Not many of the great composers have gone down in history as having taken part as one of the principals in a duel. Among them, perhaps this honour must be awarded solely to Handel. The cause of this affair was to be found in one of the curious customs of his day.
In the early part of the last century it was the custom for the director of an opera to play the accompaniments on a harpsichord which had its place on the stage. Distinguished personages who were present often claimed a seat on the stage and felt free to interpose a running fire of audible conversation and comment. This is now relegated to that part of the audience who have little musical understanding and less of good manners.
In the early part of Handel's career he was associated with a composer named Mattheson,  a man of talent, but of no great depth, but from whose writings we may catch some enjoyable glimpse of the customs of his time. On the occasion in question, in Matheson's opera of Cleopatra, the composer was acting the part of Antony, and Handel was seated at the harpsichord. When Antony died, early in the opera, Mattheson came into the orchestra and desired to take Handel's seat as director. There was some excuse for this wish as Mattheson had been the regular director of the opera. But Handel, with that irritability which characterized him later in life, crustily refused to give up his place, whereupon a violent quarrel ensued, and as they were leaving the theatre Matheson gave him a hearty slap in the face. Handel drew his sword, Mattheson defended himself, and a duel was fought then and there. Luckily, perhaps, for our musical literature, Mattheson's sword was broken against a metal button on his opponent's coat, and the honour of each was vindicated! Soon after, the two composers were at peace and hearty good friends again. This was a good example of a discord, prepared and resolved.

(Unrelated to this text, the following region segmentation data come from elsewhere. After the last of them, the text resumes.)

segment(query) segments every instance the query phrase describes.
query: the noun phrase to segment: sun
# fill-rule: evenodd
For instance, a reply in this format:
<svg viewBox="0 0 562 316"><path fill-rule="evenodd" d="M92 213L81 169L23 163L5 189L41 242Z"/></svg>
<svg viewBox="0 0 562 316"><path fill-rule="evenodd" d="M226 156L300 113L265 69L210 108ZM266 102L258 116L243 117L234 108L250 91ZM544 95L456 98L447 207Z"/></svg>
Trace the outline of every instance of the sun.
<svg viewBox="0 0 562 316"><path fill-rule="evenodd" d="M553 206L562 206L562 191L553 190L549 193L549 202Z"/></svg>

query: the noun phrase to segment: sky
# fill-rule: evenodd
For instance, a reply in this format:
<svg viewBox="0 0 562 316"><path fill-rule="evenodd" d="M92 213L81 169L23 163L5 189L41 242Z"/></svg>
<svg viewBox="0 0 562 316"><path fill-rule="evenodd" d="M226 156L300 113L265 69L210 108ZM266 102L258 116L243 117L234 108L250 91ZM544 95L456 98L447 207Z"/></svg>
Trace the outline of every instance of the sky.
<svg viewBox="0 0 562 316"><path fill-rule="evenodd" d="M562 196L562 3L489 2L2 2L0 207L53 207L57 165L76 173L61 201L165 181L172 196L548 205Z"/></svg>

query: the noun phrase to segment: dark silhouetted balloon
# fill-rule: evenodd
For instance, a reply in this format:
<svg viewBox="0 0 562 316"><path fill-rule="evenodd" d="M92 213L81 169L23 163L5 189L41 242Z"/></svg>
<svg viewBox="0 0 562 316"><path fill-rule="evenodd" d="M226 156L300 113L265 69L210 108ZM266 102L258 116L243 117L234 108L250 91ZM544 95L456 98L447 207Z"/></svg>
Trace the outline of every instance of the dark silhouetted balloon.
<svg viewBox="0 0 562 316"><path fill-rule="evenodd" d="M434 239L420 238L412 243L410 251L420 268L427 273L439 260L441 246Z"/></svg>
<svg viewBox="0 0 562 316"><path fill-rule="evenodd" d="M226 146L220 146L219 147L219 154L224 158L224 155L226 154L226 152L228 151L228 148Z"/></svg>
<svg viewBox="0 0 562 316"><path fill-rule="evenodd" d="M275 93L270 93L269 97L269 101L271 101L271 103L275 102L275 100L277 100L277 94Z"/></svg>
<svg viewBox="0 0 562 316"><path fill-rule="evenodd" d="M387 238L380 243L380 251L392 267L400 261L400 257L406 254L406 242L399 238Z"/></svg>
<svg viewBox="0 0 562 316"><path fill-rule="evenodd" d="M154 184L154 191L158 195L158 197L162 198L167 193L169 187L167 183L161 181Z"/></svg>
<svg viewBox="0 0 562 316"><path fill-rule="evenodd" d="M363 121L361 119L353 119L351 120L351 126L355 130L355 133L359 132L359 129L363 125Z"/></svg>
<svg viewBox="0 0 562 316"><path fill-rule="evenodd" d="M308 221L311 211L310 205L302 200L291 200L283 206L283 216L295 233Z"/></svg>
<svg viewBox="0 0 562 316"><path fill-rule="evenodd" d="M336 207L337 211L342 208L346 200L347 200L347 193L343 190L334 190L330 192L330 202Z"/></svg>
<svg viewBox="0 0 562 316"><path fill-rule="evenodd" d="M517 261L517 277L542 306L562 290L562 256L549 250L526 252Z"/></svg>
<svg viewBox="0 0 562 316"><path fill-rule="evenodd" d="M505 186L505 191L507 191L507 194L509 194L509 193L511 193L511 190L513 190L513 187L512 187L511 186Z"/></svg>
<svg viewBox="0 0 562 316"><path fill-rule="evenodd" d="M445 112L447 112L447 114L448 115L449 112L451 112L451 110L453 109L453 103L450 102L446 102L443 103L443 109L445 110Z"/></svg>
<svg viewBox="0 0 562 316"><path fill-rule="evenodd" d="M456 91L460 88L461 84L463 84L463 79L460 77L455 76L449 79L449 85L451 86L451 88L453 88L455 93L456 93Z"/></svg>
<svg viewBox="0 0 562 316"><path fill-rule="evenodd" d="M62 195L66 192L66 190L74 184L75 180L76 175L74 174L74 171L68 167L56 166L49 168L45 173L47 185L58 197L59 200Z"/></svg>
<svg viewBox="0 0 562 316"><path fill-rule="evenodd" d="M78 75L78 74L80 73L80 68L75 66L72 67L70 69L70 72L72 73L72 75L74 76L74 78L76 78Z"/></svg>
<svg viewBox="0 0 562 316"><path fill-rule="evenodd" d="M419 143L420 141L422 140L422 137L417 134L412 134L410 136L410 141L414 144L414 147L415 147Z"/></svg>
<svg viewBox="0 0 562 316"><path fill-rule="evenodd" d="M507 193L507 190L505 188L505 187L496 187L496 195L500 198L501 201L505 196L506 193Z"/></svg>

 Johann Mattheson was born in Hamburg on September 28 1681 and subsequently died there on April 17 1764. After a general liberal education as a law student his decided musical talent was developed by Braunmuller, Pratonus, and Kellner. At an early age he sang, composed, and played the organ and harpsichord. He entered the opera chorus 1690, and between 1697-1705 sang operatic tenor roles. He wrote at eight operas including Cleopatra. In 1705 he became tutor in the English Ambassador Sir john Wich’s family. From 1715-28 he was musical director and cantor, at the Hamburg Cathedral. In later life he suffered from deafness which led to his retiral from the Cathedral.